M417 Homework 8 Solutions Spring 2004
  1. The 3rd Isomorphism Theorem (AKA the Freshman's Delight): Consider groups A < B < C, where A and B are normal subgroups of C. Show that B/A is a normal subgroup of C/A, and that (C/A)/(B/A) is isomorphic to C/B.
    Answer: Let f : C -> C/A be the quotient homomorphism, defined as f(c) = cA. This is surjective, so by Problem 2 of homework 7, f(B) = {bA : b is in B} = {all cosets of A in B} = B/A is a normal subgroup of C/A. Let g : C/A -> (C/A)/(B/A) be the quotient homomorphism and consider the composite homomorphism h = gf : C -> C/A -> (C/A)/(B/A). This is surjective since both f : C -> C/A and g : C/A -> (C/A)/(B/A) are. Thus by the 1st Isomorphism Theorem, C/ker(h) is isomorphic to h(C) = (C/A)/(B/A). All we need to do is show that ker(h) = B. But if x is in B, then h(x) = gf(x) = g(xA) is a coset of A in B. But the kernel of a quotient homomorphism is the group you're modding out by. Thus ker(g) = B/A, and xA is a coset of A in B; i.e., xA is in B/A, so g(xA) is the identity in (C/A)/(B/A). This shows that the kernel of h contains B. Now assume x is in C - B (i.e., in C but not in B). Then h(x) = g(xA), but xA is not a coset in B, since x is not in B. This means xB is not in ker(g) = B/A, so g(xA) is not the identity in (C/A)/(B/A), so x is not in ker(h), hence ker(h) is exactly B, as we needed to show.

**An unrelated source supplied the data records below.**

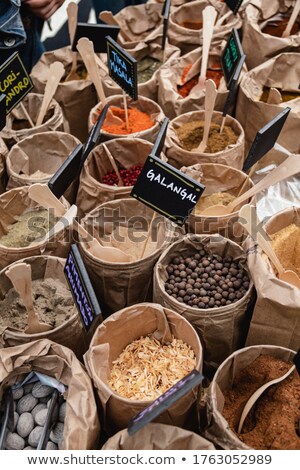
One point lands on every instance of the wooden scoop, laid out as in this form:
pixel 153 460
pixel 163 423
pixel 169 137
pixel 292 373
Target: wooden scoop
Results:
pixel 250 224
pixel 209 104
pixel 72 10
pixel 56 72
pixel 44 196
pixel 292 20
pixel 257 394
pixel 20 277
pixel 86 50
pixel 290 167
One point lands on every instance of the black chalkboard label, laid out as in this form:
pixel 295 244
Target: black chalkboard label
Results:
pixel 233 86
pixel 14 81
pixel 160 140
pixel 166 190
pixel 67 173
pixel 165 14
pixel 96 33
pixel 266 139
pixel 122 68
pixel 231 56
pixel 164 402
pixel 2 111
pixel 234 5
pixel 81 288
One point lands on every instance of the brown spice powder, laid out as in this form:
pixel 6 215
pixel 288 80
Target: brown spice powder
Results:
pixel 273 423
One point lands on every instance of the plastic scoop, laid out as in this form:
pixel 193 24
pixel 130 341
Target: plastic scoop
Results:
pixel 72 11
pixel 253 399
pixel 42 194
pixel 20 277
pixel 56 72
pixel 250 224
pixel 290 167
pixel 209 104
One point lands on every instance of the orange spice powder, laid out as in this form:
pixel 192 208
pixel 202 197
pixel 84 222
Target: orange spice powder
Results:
pixel 138 121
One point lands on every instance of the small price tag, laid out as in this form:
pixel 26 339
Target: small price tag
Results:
pixel 164 402
pixel 96 33
pixel 122 68
pixel 160 140
pixel 166 190
pixel 82 290
pixel 165 14
pixel 231 56
pixel 14 81
pixel 2 111
pixel 234 5
pixel 266 138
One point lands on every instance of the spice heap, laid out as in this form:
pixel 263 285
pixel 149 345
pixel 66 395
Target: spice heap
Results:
pixel 274 421
pixel 30 227
pixel 214 73
pixel 215 198
pixel 137 121
pixel 206 281
pixel 146 69
pixel 190 135
pixel 286 244
pixel 52 302
pixel 31 402
pixel 129 177
pixel 146 368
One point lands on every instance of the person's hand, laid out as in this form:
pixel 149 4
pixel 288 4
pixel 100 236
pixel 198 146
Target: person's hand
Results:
pixel 43 8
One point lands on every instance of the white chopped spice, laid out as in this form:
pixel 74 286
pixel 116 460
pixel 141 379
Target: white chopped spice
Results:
pixel 146 368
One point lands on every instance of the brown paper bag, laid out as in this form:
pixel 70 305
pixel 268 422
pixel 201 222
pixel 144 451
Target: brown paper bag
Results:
pixel 36 158
pixel 218 430
pixel 153 49
pixel 218 178
pixel 119 285
pixel 169 77
pixel 14 203
pixel 222 330
pixel 281 72
pixel 82 428
pixel 265 45
pixel 276 316
pixel 126 152
pixel 157 436
pixel 232 156
pixel 17 127
pixel 188 39
pixel 109 340
pixel 76 97
pixel 70 334
pixel 144 104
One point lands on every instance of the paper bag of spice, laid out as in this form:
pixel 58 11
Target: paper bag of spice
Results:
pixel 147 323
pixel 23 222
pixel 281 72
pixel 156 436
pixel 176 96
pixel 268 43
pixel 53 304
pixel 82 428
pixel 276 316
pixel 218 430
pixel 226 148
pixel 18 127
pixel 124 224
pixel 222 330
pixel 76 97
pixel 149 56
pixel 93 189
pixel 185 25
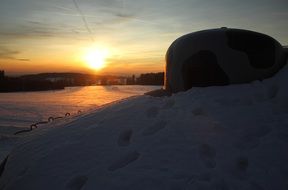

  2. Find all solutions x to:
               x mod 37 = 17
               x mod 29 =  6
    Answer: The set of solutions for x is { 905 + k37*29 : k is an integer }. It is easy to check that 905 is a solution (which you can find directly by either of the two methods discussed in class), and by the Chinese Remainder Theorem, every other solution differs from this one by a multiple of 37*29.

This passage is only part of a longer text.